No matter where your allegiances lay in the the first Rugby World Cup semi-final, you’d have to feel for Bryan Habana, one of the great South African wingers, who is unlikely to be seen at this level again.

No doubt Habana was hoping to have a major impact on this game. But it wasn’t to be and all he can play for now is to decide third and fourth place honours. Equalling Jonah Lomu’s record of 15 World Cup tries is poor consolation because he will never be talked of in the same class as Lomu.

Habana had the worst of games, a real nightmare. Early on, as the All Blacks rumbled towards the South African line, Habana chose to advance early to try and effect an interception but he ended up tackling Richie McCaw after he had passed the ball. As a result, he left young Lood de Jager as the last bastion of defence to face two All Blacks forwards, Jerome Kaino ball in hand, with Dane Coles running in support on the right.

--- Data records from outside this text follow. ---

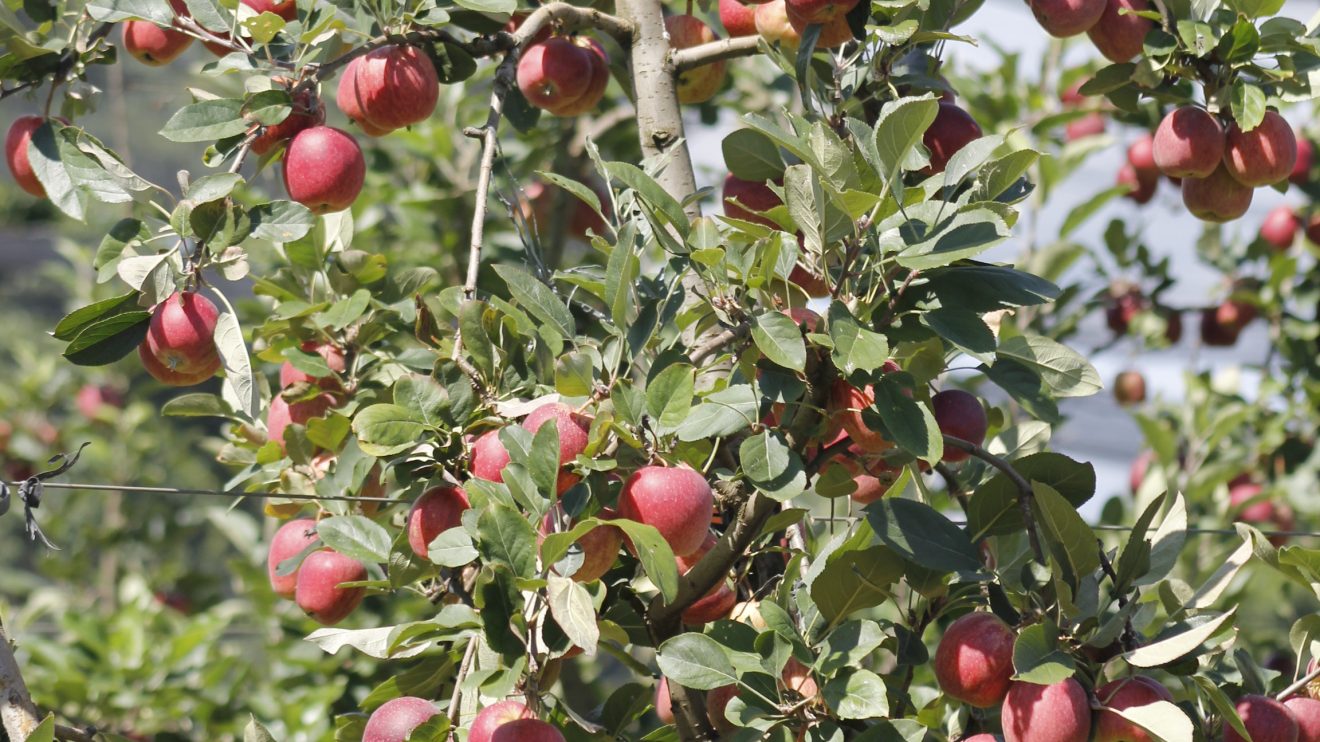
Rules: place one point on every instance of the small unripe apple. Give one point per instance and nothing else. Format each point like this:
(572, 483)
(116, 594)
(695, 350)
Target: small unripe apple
(495, 716)
(288, 541)
(1121, 36)
(317, 588)
(960, 415)
(573, 436)
(738, 17)
(973, 662)
(1262, 156)
(489, 457)
(1046, 713)
(676, 501)
(698, 83)
(16, 153)
(1188, 143)
(1263, 718)
(324, 169)
(180, 345)
(527, 730)
(1216, 198)
(1067, 17)
(1121, 695)
(952, 130)
(436, 511)
(1307, 713)
(396, 718)
(1130, 387)
(1281, 227)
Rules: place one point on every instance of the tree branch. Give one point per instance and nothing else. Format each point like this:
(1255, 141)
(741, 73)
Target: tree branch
(1024, 493)
(683, 60)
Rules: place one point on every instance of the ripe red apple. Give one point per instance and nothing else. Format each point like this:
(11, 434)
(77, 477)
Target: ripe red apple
(317, 588)
(1216, 198)
(324, 169)
(1262, 156)
(436, 511)
(489, 457)
(527, 730)
(1046, 713)
(553, 73)
(1189, 143)
(1307, 712)
(573, 436)
(952, 130)
(1263, 718)
(960, 415)
(1067, 17)
(1281, 227)
(395, 720)
(1302, 169)
(737, 17)
(1121, 695)
(676, 501)
(820, 11)
(308, 111)
(700, 83)
(1130, 387)
(153, 45)
(180, 345)
(288, 541)
(973, 662)
(16, 153)
(495, 716)
(1117, 36)
(1141, 184)
(394, 86)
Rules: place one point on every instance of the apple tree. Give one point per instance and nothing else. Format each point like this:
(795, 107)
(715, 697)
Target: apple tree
(556, 450)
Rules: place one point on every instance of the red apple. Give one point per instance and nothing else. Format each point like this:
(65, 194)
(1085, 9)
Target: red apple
(1121, 695)
(1189, 143)
(180, 345)
(952, 130)
(317, 588)
(676, 501)
(1046, 713)
(324, 169)
(16, 153)
(288, 541)
(1281, 227)
(436, 511)
(1262, 156)
(396, 718)
(1216, 198)
(527, 730)
(973, 662)
(700, 83)
(1121, 36)
(737, 17)
(495, 716)
(1067, 17)
(1130, 387)
(1263, 718)
(960, 415)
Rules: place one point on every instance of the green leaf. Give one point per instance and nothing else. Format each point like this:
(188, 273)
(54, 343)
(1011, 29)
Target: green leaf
(920, 535)
(780, 339)
(669, 396)
(386, 429)
(696, 660)
(537, 299)
(206, 120)
(355, 536)
(108, 339)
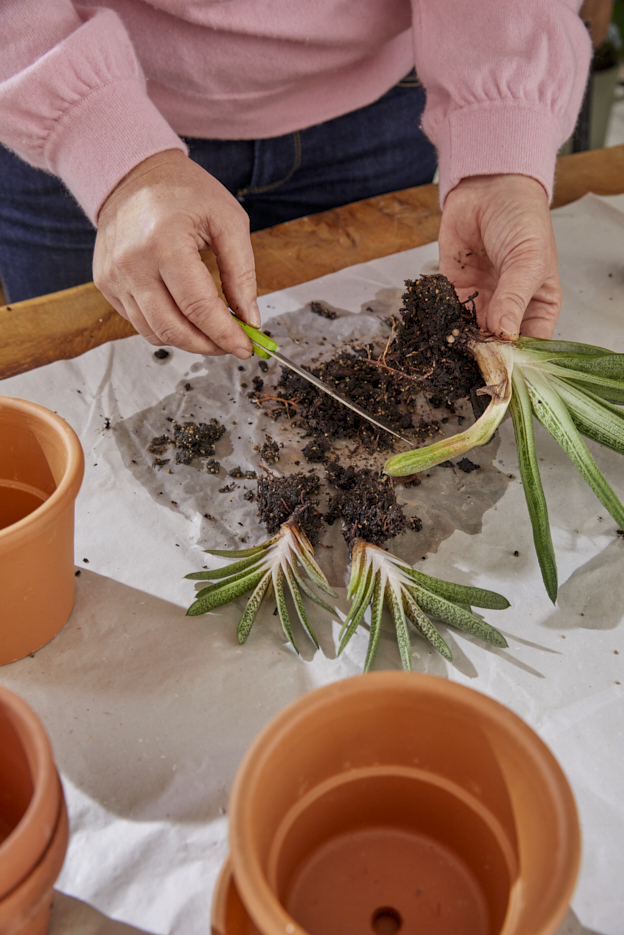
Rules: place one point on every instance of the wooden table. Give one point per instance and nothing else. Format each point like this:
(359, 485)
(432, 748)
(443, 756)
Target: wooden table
(65, 324)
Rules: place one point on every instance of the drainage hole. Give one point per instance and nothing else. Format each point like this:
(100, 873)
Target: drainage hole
(386, 921)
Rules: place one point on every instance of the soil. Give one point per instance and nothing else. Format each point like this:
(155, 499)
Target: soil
(387, 396)
(367, 504)
(319, 309)
(270, 451)
(191, 440)
(281, 497)
(430, 339)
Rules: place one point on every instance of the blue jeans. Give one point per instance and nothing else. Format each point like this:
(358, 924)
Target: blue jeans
(46, 241)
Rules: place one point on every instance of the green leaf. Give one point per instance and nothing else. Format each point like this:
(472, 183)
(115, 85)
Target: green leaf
(522, 418)
(610, 366)
(315, 573)
(552, 413)
(393, 597)
(376, 615)
(571, 348)
(310, 593)
(225, 593)
(600, 385)
(252, 608)
(280, 600)
(358, 609)
(597, 420)
(479, 597)
(226, 571)
(298, 602)
(456, 616)
(425, 626)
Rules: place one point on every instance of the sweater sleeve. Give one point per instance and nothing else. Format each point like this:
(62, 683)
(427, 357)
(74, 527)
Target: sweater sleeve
(504, 80)
(73, 98)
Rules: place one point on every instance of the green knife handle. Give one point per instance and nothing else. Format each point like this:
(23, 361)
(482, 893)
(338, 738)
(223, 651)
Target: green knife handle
(259, 338)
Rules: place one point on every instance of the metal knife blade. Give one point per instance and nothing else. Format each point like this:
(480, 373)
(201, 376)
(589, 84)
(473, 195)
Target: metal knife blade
(268, 347)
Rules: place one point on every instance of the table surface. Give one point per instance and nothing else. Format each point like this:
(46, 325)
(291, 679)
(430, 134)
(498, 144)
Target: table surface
(65, 324)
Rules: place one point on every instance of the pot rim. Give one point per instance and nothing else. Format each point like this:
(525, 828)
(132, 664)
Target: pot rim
(41, 816)
(36, 888)
(259, 899)
(68, 488)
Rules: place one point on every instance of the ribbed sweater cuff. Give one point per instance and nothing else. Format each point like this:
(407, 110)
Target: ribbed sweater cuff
(506, 138)
(103, 136)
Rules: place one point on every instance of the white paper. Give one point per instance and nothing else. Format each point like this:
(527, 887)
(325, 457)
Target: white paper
(150, 712)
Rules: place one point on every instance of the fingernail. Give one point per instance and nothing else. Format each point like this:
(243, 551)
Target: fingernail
(254, 315)
(509, 326)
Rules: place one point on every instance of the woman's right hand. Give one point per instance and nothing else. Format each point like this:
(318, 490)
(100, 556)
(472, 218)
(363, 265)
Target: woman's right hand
(147, 263)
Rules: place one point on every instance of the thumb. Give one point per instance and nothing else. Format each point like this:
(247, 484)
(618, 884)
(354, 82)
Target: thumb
(516, 287)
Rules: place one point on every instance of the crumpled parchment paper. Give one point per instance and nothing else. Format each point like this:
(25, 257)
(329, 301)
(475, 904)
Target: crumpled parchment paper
(150, 712)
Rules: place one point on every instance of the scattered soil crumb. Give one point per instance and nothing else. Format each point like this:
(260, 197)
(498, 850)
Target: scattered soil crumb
(159, 444)
(257, 384)
(238, 473)
(319, 309)
(280, 497)
(194, 440)
(270, 451)
(228, 488)
(366, 503)
(468, 466)
(317, 450)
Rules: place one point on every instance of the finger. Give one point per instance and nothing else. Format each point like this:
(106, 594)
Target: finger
(540, 319)
(157, 318)
(194, 292)
(516, 287)
(232, 248)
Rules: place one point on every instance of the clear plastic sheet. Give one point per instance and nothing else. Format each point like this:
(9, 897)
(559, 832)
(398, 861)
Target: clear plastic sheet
(150, 712)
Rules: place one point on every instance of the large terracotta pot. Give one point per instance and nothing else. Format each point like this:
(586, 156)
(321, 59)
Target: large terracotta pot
(33, 820)
(41, 469)
(396, 802)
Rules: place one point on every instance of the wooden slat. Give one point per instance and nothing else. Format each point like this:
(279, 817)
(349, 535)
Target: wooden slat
(66, 324)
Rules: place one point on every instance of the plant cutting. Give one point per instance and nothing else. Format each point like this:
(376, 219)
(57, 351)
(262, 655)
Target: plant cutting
(371, 515)
(267, 568)
(572, 389)
(377, 577)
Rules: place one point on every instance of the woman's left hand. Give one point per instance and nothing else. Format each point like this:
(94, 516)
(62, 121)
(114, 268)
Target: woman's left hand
(496, 238)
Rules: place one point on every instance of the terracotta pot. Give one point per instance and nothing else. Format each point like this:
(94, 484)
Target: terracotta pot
(396, 802)
(33, 820)
(41, 469)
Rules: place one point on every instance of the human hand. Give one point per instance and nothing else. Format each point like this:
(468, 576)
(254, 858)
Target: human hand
(496, 238)
(146, 260)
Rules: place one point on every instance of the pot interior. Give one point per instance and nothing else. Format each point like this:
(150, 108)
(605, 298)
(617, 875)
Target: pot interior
(16, 782)
(33, 461)
(375, 853)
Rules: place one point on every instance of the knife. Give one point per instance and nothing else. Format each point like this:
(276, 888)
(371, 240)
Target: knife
(264, 346)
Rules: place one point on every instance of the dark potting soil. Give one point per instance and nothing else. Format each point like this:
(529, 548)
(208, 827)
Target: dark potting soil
(280, 497)
(367, 504)
(319, 309)
(191, 440)
(387, 396)
(270, 451)
(431, 336)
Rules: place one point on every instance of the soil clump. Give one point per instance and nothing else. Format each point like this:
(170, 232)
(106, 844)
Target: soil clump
(281, 497)
(431, 336)
(367, 504)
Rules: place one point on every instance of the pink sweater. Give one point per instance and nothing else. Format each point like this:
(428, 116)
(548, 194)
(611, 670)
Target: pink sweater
(88, 92)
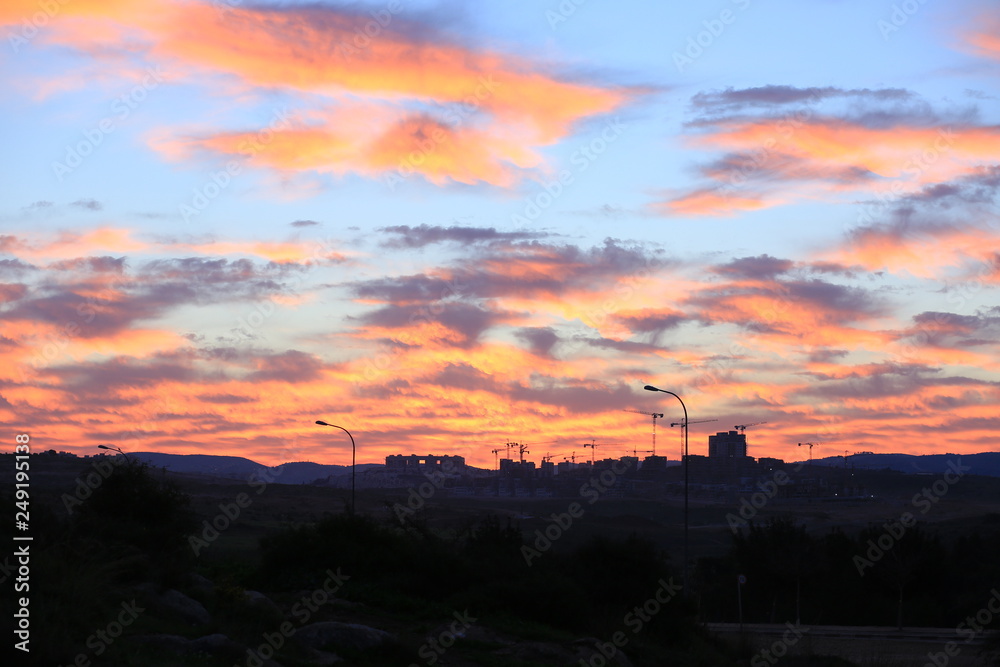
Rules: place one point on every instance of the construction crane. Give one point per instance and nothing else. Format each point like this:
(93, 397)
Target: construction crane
(810, 445)
(692, 421)
(593, 449)
(522, 449)
(655, 416)
(685, 424)
(742, 428)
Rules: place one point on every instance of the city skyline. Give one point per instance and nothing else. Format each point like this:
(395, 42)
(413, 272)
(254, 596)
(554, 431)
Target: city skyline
(446, 228)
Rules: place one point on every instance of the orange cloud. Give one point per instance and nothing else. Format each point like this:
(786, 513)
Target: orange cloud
(411, 104)
(914, 155)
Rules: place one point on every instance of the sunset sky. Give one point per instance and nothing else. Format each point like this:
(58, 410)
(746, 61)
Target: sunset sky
(446, 226)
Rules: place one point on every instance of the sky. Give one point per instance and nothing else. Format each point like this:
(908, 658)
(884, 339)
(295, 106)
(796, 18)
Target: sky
(447, 226)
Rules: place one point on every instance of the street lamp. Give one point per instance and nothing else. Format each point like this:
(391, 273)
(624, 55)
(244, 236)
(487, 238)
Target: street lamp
(650, 387)
(115, 449)
(353, 457)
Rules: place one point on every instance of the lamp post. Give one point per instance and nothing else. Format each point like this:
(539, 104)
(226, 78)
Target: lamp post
(650, 387)
(116, 449)
(353, 458)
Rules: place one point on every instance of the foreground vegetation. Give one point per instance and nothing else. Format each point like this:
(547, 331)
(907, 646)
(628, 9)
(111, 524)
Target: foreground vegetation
(479, 593)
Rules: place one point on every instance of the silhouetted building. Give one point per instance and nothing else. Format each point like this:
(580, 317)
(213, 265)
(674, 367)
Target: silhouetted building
(727, 445)
(414, 464)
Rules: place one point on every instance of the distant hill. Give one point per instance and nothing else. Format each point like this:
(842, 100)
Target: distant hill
(237, 467)
(985, 463)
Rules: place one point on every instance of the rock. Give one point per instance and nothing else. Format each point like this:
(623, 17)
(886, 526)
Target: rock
(350, 636)
(587, 648)
(218, 645)
(323, 658)
(189, 610)
(201, 585)
(258, 600)
(167, 644)
(537, 652)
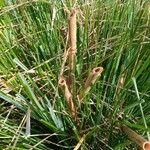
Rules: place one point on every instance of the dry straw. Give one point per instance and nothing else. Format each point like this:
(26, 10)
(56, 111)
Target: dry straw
(138, 139)
(68, 96)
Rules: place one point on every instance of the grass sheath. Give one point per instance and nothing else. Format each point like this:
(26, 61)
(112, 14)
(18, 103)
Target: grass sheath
(72, 46)
(96, 72)
(138, 139)
(68, 96)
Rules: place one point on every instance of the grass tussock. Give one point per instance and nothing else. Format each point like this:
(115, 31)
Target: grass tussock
(45, 45)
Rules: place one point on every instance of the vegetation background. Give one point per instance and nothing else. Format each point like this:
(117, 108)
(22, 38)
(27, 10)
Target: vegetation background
(114, 34)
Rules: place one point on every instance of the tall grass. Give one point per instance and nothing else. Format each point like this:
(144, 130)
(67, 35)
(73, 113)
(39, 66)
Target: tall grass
(34, 35)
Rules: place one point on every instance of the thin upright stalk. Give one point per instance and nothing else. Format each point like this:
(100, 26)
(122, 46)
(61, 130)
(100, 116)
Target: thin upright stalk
(68, 96)
(72, 47)
(138, 139)
(96, 72)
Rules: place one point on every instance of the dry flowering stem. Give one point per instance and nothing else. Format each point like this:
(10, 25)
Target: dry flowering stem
(138, 139)
(96, 72)
(72, 46)
(68, 96)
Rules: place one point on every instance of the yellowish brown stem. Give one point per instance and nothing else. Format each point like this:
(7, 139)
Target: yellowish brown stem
(96, 72)
(138, 139)
(68, 96)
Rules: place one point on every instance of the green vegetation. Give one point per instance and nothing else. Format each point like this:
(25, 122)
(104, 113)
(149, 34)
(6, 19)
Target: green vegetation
(33, 37)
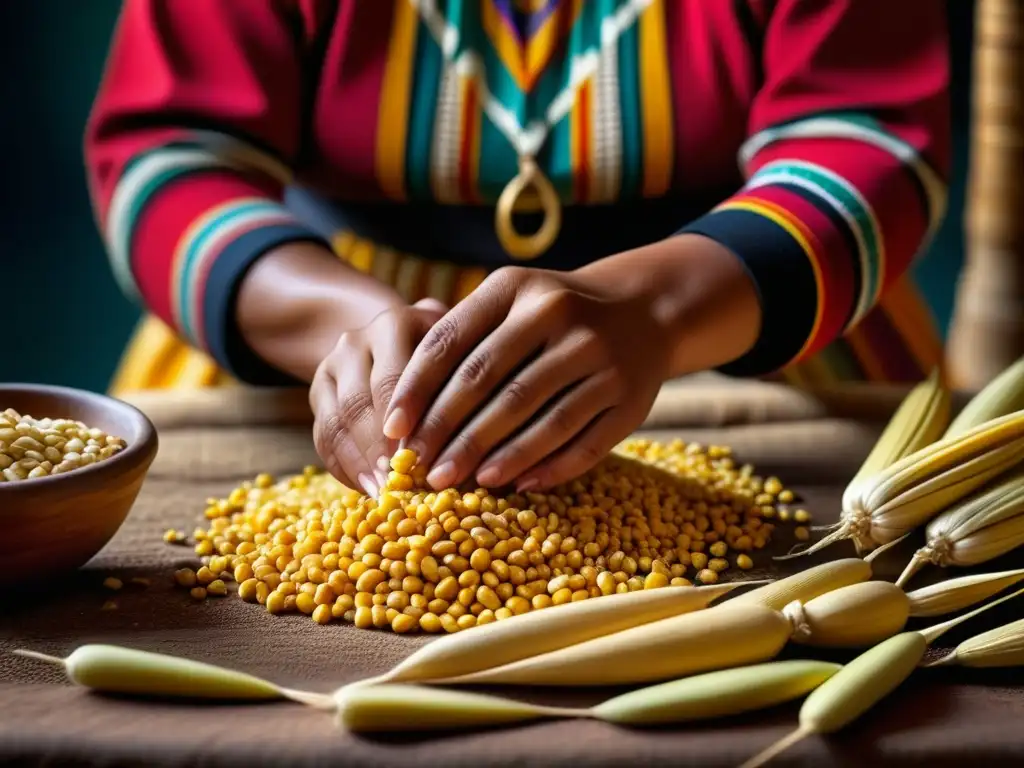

De Jager went for Kaino as the All Blacks flanker switched to the right with Coles taking the inner track, but he was too late. Kaino, tough as nails, shoved him off and scored what would be the first of two tries in the game. This is de Jager’s first World Cup, and Habana’s third, so it is fair to expect that the senior man should have acted more prudently. Fullback Willie le Roux arrived on the scene after the deed was done.

When Daniel Carter was taking the conversion for this try, Habana charged out of his blocks well before Carter had even moved to take his kick. The All Black five-eighth kicked the ball wide of the posts but got a second chance at the conversion because of Habana’s illegal move. He got the two points on the second try.

Habana had a few good runs to collect high balls, but these were small returns for such a talented man. South Africa wasn’t playing a running game at all, so he was restricted to doing these things and occasionally foraging for the ball in the ruck.

Then, in the second half, Habana reached across the ruck divide to tap the ball from Aaron Smith’s hands, an illegal act that he should have known was prohibited. He not only yielded a penalty but was given a 10-minute rest in the bin as well.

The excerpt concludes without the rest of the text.